For patients who have symptoms that suggest a collagen vascular or granulomatous disease, tests for antinuclear (ANA) and anti-DNA antibodies, complement, antineutrophil cytoplasmic antibodies (ANCAs), cryoglobulins, and rheumatoid factor should be performed. Results of thyrotropin (TSH) and free thyroxine (T4) assays can establish an early diagnosis of hyperthyroidism in a patient who has fever, loose stools, and weight loss. Any patient with a prosthetic device who has an FUO should undergo an imaging procedure to assess the integrity of both the device and the tissues surrounding the device (14), no matter how long the device has been in place.

Further targeted diagnostic tests and procedures For patients in whom a diagnosis of FUO has been established but the previously mentioned tests have not led to a diagnosis, more detailed testing is required and should be done in consultation with a specialist.

Temporal arteritis, one of the most common causes of FUO in older adults, has no specific serologic marker. Almost all patients have a markedly elevated ESR (ESR, usually >50 mm/hr and often >100 mm/hr), and many of these patients have symptoms suggesting primarily polymyalgia rheumatica without headaches or visual complaints. Diagnosis often requires a temporal artery biopsy and should be made in consultation with a rheumatologist. Similarly, diagnosis of Still's disease may be difficult, and consultation is recommended.

A high index of suspicion for infective endocarditis should be maintained, particularly in a patient in whom a murmur is discovered. If initial blood cultures yield no pathogen, cultures should be repeated and the laboratory asked to hold them longer than is customary. Echocardiography should be performed to look for valvular vegetations and myocardial abscesses (15). Transthoracic echocardiography is much less sensitive (sensitivity, 65% to 70%) than transesophageal echocardiography (sensitivity, about 90%) for visualizing vegetations and is markedly inferior for determining the presence of myocardial abscesses. These studies should be done in consultation with an infectious diseases specialist.

Nuclear scanning using autologous white blood cells labeled with either technetium Tc 99m or indium In 111 can be helpful in localizing abscesses, phlegma, and osteoarticular infections in areas not viewed by routine CT. Scanning with gallium citrate Ga 67 is helpful in detecting infectious and inflammatory processes as well as tumors (16), but it has been supplanted in many centers by white blood cell scanning.

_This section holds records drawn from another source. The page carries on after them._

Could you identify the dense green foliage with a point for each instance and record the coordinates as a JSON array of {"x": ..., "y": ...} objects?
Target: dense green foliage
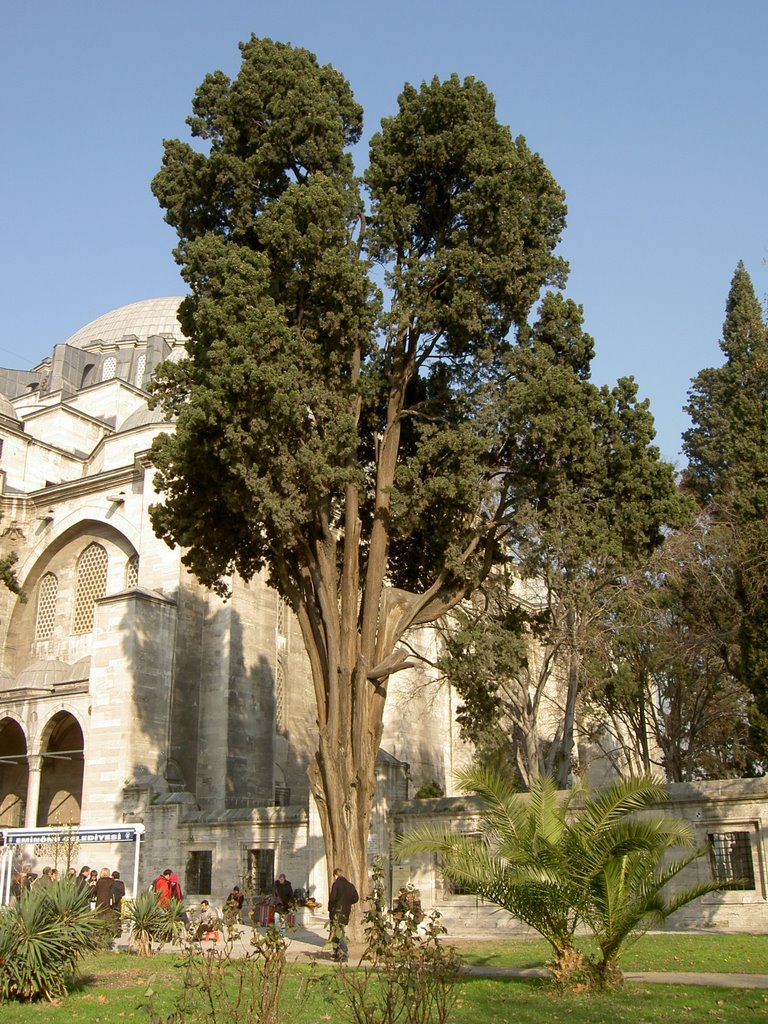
[
  {"x": 42, "y": 937},
  {"x": 376, "y": 452},
  {"x": 663, "y": 676},
  {"x": 558, "y": 861},
  {"x": 727, "y": 450}
]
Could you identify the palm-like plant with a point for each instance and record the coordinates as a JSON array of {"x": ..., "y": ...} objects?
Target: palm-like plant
[
  {"x": 146, "y": 921},
  {"x": 41, "y": 939},
  {"x": 519, "y": 861},
  {"x": 558, "y": 860}
]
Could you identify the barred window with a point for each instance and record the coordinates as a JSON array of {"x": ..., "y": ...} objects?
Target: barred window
[
  {"x": 46, "y": 606},
  {"x": 281, "y": 626},
  {"x": 199, "y": 870},
  {"x": 109, "y": 368},
  {"x": 730, "y": 858},
  {"x": 140, "y": 367},
  {"x": 280, "y": 697},
  {"x": 261, "y": 870},
  {"x": 131, "y": 581},
  {"x": 91, "y": 584}
]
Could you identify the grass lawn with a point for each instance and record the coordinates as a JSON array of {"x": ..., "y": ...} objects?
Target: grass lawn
[
  {"x": 669, "y": 951},
  {"x": 113, "y": 987}
]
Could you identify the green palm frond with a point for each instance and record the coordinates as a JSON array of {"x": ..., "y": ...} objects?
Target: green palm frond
[{"x": 557, "y": 860}]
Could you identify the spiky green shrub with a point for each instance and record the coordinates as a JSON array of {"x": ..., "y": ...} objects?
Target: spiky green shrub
[
  {"x": 150, "y": 922},
  {"x": 146, "y": 921},
  {"x": 42, "y": 937}
]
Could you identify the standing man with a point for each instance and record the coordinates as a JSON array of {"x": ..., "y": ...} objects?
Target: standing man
[
  {"x": 163, "y": 888},
  {"x": 343, "y": 897},
  {"x": 282, "y": 897}
]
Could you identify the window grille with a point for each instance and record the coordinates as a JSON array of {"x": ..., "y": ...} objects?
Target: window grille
[
  {"x": 281, "y": 625},
  {"x": 261, "y": 870},
  {"x": 91, "y": 584},
  {"x": 199, "y": 871},
  {"x": 730, "y": 858},
  {"x": 280, "y": 697},
  {"x": 46, "y": 606},
  {"x": 109, "y": 368},
  {"x": 131, "y": 581},
  {"x": 140, "y": 367}
]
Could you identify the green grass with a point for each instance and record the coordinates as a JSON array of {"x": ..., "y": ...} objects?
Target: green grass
[
  {"x": 737, "y": 953},
  {"x": 113, "y": 987}
]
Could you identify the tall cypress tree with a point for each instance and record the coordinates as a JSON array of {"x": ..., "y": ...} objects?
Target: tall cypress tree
[{"x": 727, "y": 450}]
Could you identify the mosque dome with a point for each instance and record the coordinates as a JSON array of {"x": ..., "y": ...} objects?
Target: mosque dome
[{"x": 143, "y": 320}]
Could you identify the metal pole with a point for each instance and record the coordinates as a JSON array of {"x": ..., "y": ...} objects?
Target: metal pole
[{"x": 135, "y": 863}]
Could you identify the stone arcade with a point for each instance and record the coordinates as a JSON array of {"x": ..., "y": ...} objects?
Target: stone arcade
[{"x": 130, "y": 693}]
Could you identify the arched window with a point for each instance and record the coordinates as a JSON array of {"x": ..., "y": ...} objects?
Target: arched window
[
  {"x": 131, "y": 572},
  {"x": 91, "y": 584},
  {"x": 140, "y": 367},
  {"x": 46, "y": 606},
  {"x": 281, "y": 723}
]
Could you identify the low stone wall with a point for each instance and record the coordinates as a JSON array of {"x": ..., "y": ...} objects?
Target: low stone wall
[{"x": 730, "y": 823}]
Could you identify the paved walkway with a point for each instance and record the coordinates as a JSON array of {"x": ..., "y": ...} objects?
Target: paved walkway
[{"x": 306, "y": 944}]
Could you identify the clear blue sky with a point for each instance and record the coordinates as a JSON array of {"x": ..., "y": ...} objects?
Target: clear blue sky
[{"x": 650, "y": 115}]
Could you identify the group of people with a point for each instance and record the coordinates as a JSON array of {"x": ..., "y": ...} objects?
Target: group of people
[
  {"x": 104, "y": 889},
  {"x": 341, "y": 900}
]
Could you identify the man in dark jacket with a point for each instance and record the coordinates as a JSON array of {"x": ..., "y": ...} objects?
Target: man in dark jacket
[
  {"x": 343, "y": 897},
  {"x": 282, "y": 898}
]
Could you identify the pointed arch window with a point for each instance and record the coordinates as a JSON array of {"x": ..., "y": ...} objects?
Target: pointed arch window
[
  {"x": 140, "y": 367},
  {"x": 91, "y": 584},
  {"x": 46, "y": 606},
  {"x": 131, "y": 572}
]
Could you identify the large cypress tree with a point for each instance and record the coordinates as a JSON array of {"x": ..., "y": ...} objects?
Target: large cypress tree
[
  {"x": 351, "y": 444},
  {"x": 727, "y": 450}
]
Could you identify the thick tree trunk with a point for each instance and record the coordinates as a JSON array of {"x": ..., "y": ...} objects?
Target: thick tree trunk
[{"x": 342, "y": 777}]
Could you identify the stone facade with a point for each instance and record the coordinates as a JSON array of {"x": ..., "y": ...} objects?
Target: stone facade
[
  {"x": 129, "y": 692},
  {"x": 730, "y": 824}
]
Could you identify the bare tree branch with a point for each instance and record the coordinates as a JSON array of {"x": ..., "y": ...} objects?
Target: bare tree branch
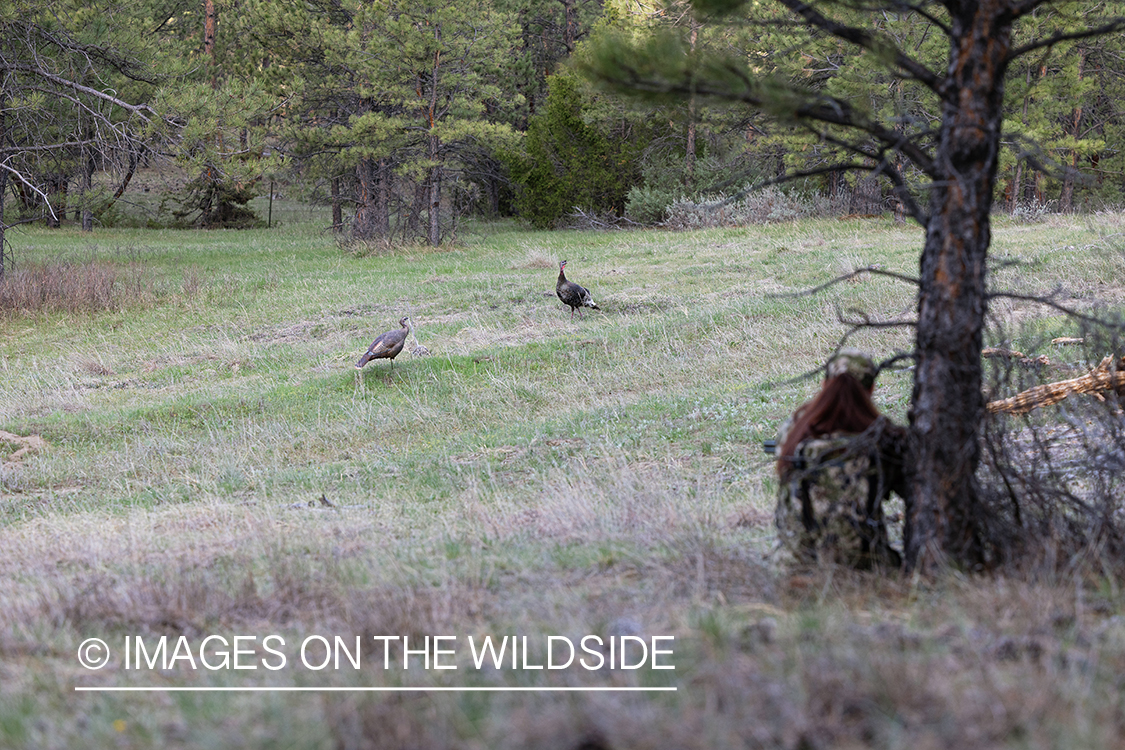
[
  {"x": 867, "y": 41},
  {"x": 1116, "y": 25}
]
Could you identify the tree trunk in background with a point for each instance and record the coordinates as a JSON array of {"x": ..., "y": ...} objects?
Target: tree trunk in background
[
  {"x": 366, "y": 224},
  {"x": 943, "y": 521},
  {"x": 1067, "y": 197},
  {"x": 383, "y": 178},
  {"x": 88, "y": 190},
  {"x": 338, "y": 209},
  {"x": 690, "y": 155}
]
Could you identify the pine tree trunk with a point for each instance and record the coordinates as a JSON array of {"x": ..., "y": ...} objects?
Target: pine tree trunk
[
  {"x": 943, "y": 521},
  {"x": 383, "y": 198},
  {"x": 338, "y": 208},
  {"x": 1067, "y": 197},
  {"x": 366, "y": 224}
]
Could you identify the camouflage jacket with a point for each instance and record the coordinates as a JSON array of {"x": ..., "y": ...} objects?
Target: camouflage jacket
[{"x": 830, "y": 500}]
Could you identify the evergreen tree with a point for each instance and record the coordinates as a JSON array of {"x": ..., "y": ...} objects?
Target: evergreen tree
[
  {"x": 954, "y": 145},
  {"x": 396, "y": 99}
]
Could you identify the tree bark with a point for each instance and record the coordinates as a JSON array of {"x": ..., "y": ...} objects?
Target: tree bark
[
  {"x": 947, "y": 406},
  {"x": 366, "y": 224},
  {"x": 1067, "y": 197},
  {"x": 338, "y": 209}
]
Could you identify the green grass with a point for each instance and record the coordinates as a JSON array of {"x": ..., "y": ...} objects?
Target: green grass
[{"x": 534, "y": 476}]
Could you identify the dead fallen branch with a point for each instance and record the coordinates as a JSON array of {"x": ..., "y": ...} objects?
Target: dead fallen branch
[
  {"x": 1014, "y": 354},
  {"x": 28, "y": 444},
  {"x": 1107, "y": 376}
]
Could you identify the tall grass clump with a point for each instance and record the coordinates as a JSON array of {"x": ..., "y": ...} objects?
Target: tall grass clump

Miliary tuberculosis can be difficult to diagnose on initial presentation. The first chest radiograph may be normal, but subsequent films often show the typical miliary pattern. Disseminated histoplasmosis and nontuberculous mycobacterial infection, especially that of Mycobacterium avium complex, mimic tuberculosis and must be excluded. Lysis centrifugation techniques for culturing blood and biopsy samples of involved organs are important diagnostic procedures for establishing a diagnosis of disseminated mycobacterial or fungal infection.

For patients in whom elevated levels of alkaline phosphatase or transaminases, or both, have been documented, liver biopsy can provide evidence for a variety of malignancies and granulomatous processes. Patients with pancytopenia should undergo a bone marrow biopsy for both histologic testing and culture. Histoplasmosis and mycobacterial infections often cause fever and pancytopenia, and malignancies also can be documented by bone marrow biopsy.